Deuxième leçon : Dongfeng le bateau chinois mené par des Français n’a pas l’intention de faire de la figuration. Charles Caudrelier, vainqueur de la dernière édition à bord de Groupama, n’a jamais caché qu’il avait l’ambition d’arracher une étape mais on ne pensait pas qu’il jouerait la victoire sur la première. Son handicap ? Il a embarqué des régatiers chinois qui, pour certains, n’avaient jamais passé une nuit en mer il y a seulement six mois. La formation accélérée mise en place ne remplace pas l’expérience et au milieu d’un équipage très réduit, le manque d’initiative de quelques-uns peut vite se transformer en temps et en milles perdus. Le résultat obtenu – une place de deux – n’en est que plus remarquable. Surtout quand on sait que l’équipage a cassé un safran – et l’a remplacé – et connu une autre casse mécanique (un pad eye sur lequel était montée une poulie de gennaker) dont les conséquences auraient pu être plus graves.

Troisième leçon : Les monotypes nivellent les performances mais n’interdisent pas le jeu tactique.
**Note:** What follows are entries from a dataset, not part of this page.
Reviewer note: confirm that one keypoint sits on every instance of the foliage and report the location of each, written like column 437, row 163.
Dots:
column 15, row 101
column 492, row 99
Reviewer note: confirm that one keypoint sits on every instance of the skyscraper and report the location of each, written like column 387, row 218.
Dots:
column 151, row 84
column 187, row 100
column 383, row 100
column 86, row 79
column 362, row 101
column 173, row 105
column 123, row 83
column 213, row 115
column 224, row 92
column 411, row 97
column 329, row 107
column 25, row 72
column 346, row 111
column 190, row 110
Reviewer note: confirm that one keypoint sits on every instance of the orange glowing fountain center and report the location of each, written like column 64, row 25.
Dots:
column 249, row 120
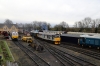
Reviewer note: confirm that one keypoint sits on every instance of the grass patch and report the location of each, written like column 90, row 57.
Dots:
column 5, row 52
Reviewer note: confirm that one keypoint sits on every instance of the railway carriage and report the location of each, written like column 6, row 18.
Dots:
column 14, row 35
column 70, row 38
column 55, row 38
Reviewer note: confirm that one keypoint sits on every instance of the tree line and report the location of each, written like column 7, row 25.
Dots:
column 85, row 25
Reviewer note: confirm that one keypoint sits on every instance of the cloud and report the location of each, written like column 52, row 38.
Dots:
column 52, row 11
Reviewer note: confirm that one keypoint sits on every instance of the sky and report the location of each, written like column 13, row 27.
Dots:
column 50, row 11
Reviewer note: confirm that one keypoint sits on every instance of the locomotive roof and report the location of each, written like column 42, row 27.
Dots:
column 71, row 35
column 47, row 33
column 91, row 36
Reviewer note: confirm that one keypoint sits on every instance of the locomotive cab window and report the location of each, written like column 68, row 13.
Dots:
column 83, row 39
column 57, row 36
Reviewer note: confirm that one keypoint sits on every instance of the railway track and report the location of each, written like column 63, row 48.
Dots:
column 82, row 51
column 38, row 60
column 65, row 58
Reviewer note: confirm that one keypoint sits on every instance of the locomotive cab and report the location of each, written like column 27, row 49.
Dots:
column 56, row 39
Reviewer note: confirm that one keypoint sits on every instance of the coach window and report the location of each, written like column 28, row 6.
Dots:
column 52, row 36
column 83, row 39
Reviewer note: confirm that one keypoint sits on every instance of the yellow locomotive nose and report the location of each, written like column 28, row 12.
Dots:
column 57, row 39
column 14, row 36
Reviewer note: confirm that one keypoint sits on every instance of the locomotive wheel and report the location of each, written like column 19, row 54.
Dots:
column 82, row 45
column 89, row 46
column 98, row 47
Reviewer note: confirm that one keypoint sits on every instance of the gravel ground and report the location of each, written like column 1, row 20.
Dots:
column 20, row 57
column 87, row 58
column 45, row 55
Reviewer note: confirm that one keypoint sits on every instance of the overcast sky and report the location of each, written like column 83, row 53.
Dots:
column 51, row 11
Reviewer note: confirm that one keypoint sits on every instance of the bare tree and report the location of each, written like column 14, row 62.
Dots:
column 7, row 21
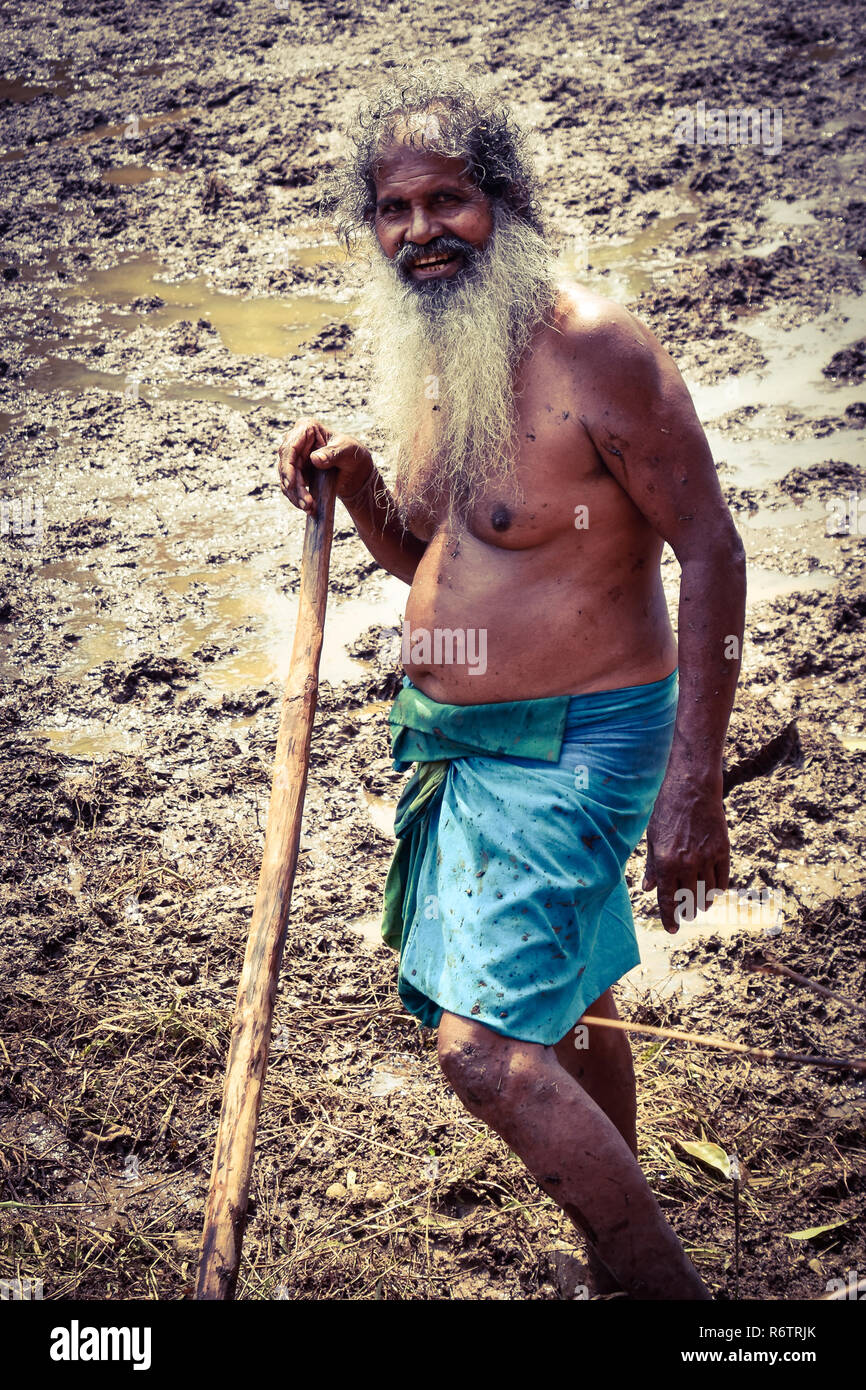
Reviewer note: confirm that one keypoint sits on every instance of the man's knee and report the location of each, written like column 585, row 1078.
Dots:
column 487, row 1070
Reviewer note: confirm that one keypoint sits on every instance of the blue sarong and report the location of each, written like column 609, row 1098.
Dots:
column 506, row 898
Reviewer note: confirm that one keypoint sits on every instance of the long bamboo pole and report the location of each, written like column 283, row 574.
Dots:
column 230, row 1182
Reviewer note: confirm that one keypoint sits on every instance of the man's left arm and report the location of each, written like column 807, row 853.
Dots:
column 645, row 428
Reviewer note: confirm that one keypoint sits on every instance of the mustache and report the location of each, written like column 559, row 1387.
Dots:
column 446, row 245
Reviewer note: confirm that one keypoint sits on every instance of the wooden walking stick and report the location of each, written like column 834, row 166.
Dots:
column 230, row 1182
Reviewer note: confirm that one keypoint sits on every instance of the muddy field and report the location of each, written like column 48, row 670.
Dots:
column 171, row 300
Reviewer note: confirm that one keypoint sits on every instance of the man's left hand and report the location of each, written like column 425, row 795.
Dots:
column 687, row 844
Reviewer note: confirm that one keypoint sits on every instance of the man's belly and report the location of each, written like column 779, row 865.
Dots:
column 492, row 624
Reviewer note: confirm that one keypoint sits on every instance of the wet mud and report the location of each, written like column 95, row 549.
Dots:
column 170, row 302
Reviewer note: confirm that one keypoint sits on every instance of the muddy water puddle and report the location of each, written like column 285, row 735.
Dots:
column 235, row 608
column 270, row 327
column 794, row 371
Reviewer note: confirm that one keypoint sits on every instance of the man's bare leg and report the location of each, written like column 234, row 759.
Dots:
column 602, row 1065
column 574, row 1153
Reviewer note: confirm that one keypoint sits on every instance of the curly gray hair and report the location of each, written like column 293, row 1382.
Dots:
column 469, row 125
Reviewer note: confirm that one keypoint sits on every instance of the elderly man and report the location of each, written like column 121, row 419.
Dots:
column 544, row 449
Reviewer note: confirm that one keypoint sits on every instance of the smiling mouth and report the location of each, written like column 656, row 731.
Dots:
column 434, row 263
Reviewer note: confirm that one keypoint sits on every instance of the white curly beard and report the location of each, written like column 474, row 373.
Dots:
column 455, row 349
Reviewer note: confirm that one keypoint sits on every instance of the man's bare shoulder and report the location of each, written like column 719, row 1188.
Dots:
column 598, row 332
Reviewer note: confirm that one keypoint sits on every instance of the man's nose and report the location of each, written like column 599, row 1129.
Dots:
column 421, row 227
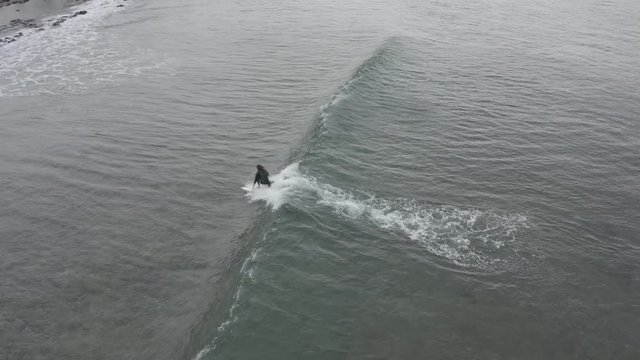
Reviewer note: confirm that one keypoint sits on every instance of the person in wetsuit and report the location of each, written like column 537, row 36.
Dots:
column 262, row 177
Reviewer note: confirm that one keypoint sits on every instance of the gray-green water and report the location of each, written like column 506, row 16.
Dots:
column 453, row 180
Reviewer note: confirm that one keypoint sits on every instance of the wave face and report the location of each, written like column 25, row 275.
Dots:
column 465, row 237
column 421, row 199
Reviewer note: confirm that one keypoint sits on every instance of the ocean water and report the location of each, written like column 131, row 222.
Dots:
column 452, row 180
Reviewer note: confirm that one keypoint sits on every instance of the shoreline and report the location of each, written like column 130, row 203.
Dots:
column 18, row 16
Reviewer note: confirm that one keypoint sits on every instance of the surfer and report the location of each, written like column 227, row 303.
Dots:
column 262, row 177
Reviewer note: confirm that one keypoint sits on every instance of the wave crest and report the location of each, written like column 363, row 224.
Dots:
column 466, row 237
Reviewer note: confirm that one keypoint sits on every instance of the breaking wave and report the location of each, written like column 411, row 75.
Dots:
column 71, row 58
column 465, row 237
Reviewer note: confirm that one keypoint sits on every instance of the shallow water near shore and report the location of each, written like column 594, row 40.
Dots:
column 452, row 180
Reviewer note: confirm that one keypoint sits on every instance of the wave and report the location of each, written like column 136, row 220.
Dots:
column 465, row 237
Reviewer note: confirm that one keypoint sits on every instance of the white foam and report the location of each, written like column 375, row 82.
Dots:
column 72, row 57
column 466, row 237
column 285, row 185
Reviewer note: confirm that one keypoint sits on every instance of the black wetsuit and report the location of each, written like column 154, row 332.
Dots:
column 262, row 177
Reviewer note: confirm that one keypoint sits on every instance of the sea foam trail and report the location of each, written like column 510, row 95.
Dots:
column 466, row 237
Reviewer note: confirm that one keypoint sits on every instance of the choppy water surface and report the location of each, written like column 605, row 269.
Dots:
column 453, row 180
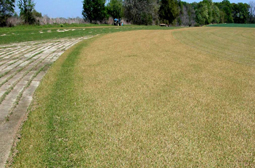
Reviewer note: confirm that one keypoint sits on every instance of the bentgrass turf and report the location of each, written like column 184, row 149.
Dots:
column 47, row 32
column 145, row 100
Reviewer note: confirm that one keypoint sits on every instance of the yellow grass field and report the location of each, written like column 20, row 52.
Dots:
column 159, row 98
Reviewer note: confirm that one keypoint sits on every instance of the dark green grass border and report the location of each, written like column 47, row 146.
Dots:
column 55, row 114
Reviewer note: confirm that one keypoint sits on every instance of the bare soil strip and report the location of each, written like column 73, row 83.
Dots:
column 22, row 66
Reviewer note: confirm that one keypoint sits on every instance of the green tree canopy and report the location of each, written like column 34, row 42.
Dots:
column 240, row 12
column 115, row 8
column 26, row 10
column 168, row 10
column 6, row 10
column 94, row 10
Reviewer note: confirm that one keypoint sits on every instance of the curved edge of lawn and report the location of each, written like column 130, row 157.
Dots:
column 39, row 141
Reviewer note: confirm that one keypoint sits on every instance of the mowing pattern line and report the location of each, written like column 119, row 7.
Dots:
column 22, row 66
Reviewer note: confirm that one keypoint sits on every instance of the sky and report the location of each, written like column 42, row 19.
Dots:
column 73, row 8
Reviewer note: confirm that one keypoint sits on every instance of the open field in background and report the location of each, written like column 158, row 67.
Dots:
column 33, row 33
column 232, row 25
column 147, row 99
column 233, row 44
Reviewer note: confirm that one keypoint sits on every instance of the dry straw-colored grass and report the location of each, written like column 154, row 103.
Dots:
column 154, row 99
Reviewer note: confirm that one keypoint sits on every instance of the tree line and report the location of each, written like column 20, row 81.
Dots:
column 145, row 12
column 176, row 12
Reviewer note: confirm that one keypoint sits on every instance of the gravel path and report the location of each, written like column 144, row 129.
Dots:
column 22, row 66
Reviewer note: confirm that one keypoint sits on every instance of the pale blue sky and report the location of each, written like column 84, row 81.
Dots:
column 73, row 8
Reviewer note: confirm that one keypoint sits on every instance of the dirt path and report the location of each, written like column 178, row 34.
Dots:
column 22, row 66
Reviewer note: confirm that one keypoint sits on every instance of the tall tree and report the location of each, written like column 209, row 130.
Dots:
column 240, row 12
column 227, row 8
column 140, row 11
column 115, row 8
column 26, row 11
column 168, row 10
column 94, row 10
column 6, row 10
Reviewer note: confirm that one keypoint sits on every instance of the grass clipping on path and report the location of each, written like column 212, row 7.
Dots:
column 142, row 99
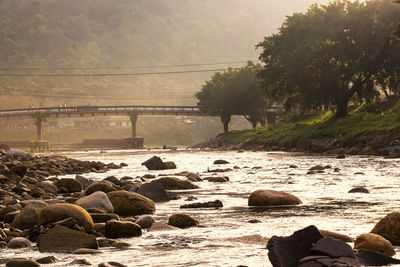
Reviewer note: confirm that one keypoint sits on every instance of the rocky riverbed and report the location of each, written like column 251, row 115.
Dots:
column 61, row 211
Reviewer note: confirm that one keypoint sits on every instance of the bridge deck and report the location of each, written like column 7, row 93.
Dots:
column 101, row 111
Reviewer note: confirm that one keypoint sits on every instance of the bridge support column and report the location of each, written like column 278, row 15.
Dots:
column 39, row 129
column 133, row 118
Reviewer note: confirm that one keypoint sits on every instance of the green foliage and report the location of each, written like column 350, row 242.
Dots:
column 233, row 92
column 332, row 53
column 318, row 126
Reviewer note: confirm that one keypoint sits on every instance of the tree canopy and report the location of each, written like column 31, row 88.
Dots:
column 332, row 53
column 234, row 92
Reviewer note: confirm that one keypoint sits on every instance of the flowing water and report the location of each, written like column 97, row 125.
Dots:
column 217, row 241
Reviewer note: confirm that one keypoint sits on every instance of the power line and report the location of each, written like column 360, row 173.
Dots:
column 112, row 74
column 130, row 67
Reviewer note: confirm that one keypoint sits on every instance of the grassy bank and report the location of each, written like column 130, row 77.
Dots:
column 295, row 129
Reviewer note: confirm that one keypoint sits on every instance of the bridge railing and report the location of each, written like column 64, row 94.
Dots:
column 98, row 109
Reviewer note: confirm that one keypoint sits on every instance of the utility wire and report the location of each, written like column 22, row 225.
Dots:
column 111, row 74
column 130, row 67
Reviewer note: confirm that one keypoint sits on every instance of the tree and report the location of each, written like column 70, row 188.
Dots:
column 233, row 92
column 330, row 54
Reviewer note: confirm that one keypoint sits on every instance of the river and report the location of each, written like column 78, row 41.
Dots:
column 326, row 204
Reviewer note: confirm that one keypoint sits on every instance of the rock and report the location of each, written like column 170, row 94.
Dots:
column 169, row 165
column 5, row 147
column 86, row 251
column 70, row 184
column 130, row 203
column 98, row 199
column 21, row 263
column 118, row 229
column 47, row 260
column 337, row 236
column 317, row 168
column 84, row 181
column 154, row 163
column 210, row 204
column 145, row 221
column 333, row 248
column 111, row 264
column 154, row 191
column 19, row 170
column 216, row 179
column 48, row 186
column 27, row 217
column 80, row 262
column 374, row 242
column 19, row 242
column 100, row 218
column 272, row 198
column 62, row 239
column 359, row 190
column 61, row 211
column 173, row 183
column 106, row 242
column 221, row 161
column 372, row 258
column 287, row 251
column 104, row 186
column 182, row 221
column 389, row 228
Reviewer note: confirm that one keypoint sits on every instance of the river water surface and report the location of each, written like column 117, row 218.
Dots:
column 220, row 240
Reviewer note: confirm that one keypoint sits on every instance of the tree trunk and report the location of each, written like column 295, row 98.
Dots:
column 341, row 108
column 225, row 119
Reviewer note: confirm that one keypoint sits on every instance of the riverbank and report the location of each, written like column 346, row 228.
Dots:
column 360, row 133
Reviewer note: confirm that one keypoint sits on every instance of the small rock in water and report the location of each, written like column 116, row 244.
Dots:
column 22, row 263
column 211, row 204
column 220, row 161
column 359, row 190
column 47, row 260
column 112, row 264
column 80, row 262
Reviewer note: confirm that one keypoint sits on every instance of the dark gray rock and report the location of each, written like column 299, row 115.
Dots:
column 211, row 204
column 154, row 163
column 287, row 251
column 154, row 191
column 333, row 248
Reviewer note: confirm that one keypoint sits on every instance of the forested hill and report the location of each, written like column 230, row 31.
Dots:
column 86, row 34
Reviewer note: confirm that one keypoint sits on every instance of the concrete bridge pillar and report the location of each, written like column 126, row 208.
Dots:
column 133, row 118
column 39, row 128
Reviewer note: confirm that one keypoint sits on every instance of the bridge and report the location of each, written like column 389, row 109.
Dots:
column 84, row 111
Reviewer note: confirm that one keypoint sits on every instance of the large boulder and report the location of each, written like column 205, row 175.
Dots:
column 154, row 163
column 70, row 184
column 287, row 251
column 63, row 239
column 118, row 229
column 182, row 221
column 389, row 228
column 19, row 242
column 265, row 197
column 374, row 242
column 130, row 203
column 173, row 183
column 98, row 199
column 154, row 191
column 57, row 212
column 104, row 186
column 48, row 187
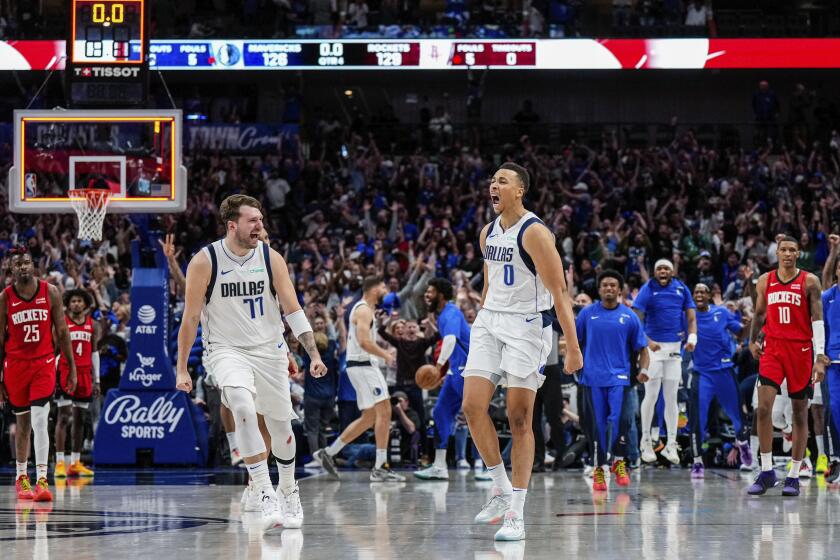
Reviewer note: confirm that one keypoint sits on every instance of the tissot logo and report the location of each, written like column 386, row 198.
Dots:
column 106, row 72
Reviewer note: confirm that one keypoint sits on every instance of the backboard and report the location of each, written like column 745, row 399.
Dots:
column 136, row 154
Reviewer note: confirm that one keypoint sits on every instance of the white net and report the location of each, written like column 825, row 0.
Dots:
column 90, row 206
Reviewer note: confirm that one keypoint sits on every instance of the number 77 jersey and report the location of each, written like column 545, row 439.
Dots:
column 512, row 282
column 28, row 324
column 788, row 309
column 241, row 308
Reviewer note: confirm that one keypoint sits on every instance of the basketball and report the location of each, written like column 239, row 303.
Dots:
column 427, row 377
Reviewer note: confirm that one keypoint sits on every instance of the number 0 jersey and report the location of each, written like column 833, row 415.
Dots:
column 241, row 309
column 512, row 282
column 28, row 324
column 788, row 309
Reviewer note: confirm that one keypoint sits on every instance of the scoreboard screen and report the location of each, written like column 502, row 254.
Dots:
column 107, row 31
column 345, row 54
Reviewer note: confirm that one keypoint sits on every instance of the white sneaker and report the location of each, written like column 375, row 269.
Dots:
column 806, row 470
column 513, row 528
column 272, row 515
column 292, row 510
column 432, row 472
column 250, row 500
column 483, row 475
column 494, row 510
column 648, row 456
column 384, row 474
column 671, row 453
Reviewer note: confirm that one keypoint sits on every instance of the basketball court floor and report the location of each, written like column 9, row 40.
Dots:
column 196, row 514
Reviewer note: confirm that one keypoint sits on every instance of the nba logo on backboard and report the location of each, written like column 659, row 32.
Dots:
column 31, row 184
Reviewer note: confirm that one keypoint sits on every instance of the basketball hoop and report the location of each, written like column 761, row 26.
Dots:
column 90, row 206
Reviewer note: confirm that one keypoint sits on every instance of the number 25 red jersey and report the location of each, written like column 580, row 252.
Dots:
column 28, row 324
column 788, row 310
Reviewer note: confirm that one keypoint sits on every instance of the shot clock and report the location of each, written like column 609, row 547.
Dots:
column 107, row 54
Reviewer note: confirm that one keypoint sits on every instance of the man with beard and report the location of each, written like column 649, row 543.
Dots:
column 372, row 395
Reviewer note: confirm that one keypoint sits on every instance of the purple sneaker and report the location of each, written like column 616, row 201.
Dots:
column 791, row 487
column 745, row 451
column 763, row 482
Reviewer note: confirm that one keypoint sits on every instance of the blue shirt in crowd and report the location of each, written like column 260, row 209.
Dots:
column 664, row 308
column 714, row 341
column 607, row 337
column 452, row 322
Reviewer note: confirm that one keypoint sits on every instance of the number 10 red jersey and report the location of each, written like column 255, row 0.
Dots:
column 788, row 309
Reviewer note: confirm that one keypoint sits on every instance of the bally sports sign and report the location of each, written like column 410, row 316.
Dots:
column 147, row 414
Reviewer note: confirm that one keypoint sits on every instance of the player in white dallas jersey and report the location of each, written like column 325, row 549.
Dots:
column 511, row 339
column 371, row 390
column 233, row 287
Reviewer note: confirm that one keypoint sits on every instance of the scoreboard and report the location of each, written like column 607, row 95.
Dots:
column 346, row 54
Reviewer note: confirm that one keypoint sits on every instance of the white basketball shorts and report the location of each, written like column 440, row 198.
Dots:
column 263, row 371
column 666, row 363
column 509, row 348
column 369, row 384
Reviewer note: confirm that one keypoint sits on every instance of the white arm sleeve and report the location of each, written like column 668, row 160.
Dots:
column 818, row 327
column 94, row 359
column 447, row 348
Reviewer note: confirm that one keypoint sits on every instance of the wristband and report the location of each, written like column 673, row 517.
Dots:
column 298, row 323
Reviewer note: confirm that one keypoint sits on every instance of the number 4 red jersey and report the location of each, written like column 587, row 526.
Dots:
column 81, row 340
column 788, row 310
column 28, row 324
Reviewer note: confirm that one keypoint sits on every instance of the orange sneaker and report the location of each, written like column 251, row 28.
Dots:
column 24, row 488
column 599, row 483
column 42, row 491
column 78, row 469
column 620, row 470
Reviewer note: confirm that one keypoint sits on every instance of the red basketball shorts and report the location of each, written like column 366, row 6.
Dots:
column 29, row 382
column 84, row 385
column 787, row 359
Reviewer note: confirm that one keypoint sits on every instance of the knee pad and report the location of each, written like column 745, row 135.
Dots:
column 241, row 403
column 40, row 433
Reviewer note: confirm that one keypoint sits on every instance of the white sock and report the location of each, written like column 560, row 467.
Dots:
column 232, row 441
column 259, row 474
column 500, row 479
column 517, row 501
column 287, row 477
column 766, row 462
column 440, row 458
column 335, row 447
column 381, row 458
Knut Frostad, le directeur de la course, nous l’avait annoncé : les bateaux vont tous à la même vitesse et il ne faut pas croire que l’on puisse revenir sur un adversaire simplement en « mettant du charbon » (VM n°226). De fait, sur les derniers jours les positions sont restées figées, les bateaux s’alignant pour rejoindre l’arrivée. Mais avant ce final, il y a eu du jeu, des coups stratégiques, de la chance bien sûr mais aussi de l’audace qui a payé. La traversée du pot-au-noir a coûté cher à l’équipage espagnol (avec des Français dedans) de Mapfre. Pendant qu’Abu Dhabi et Brunel s’échappaient par l’ouest, Mapfre, SCA, Alvimedica et Dongfeng dans une moindre mesure étaient « tankés » au centre. Vestas Wind réussissait un joli coup en s’extrayant par un improbable bord à l’est. En Atlantique Sud le bateau danois osait à nouveau en poussant plus sud que ses petits camarades et revenait un moment sur le podium. Comme quoi il ne faut pas avoir peur de prendre des risques.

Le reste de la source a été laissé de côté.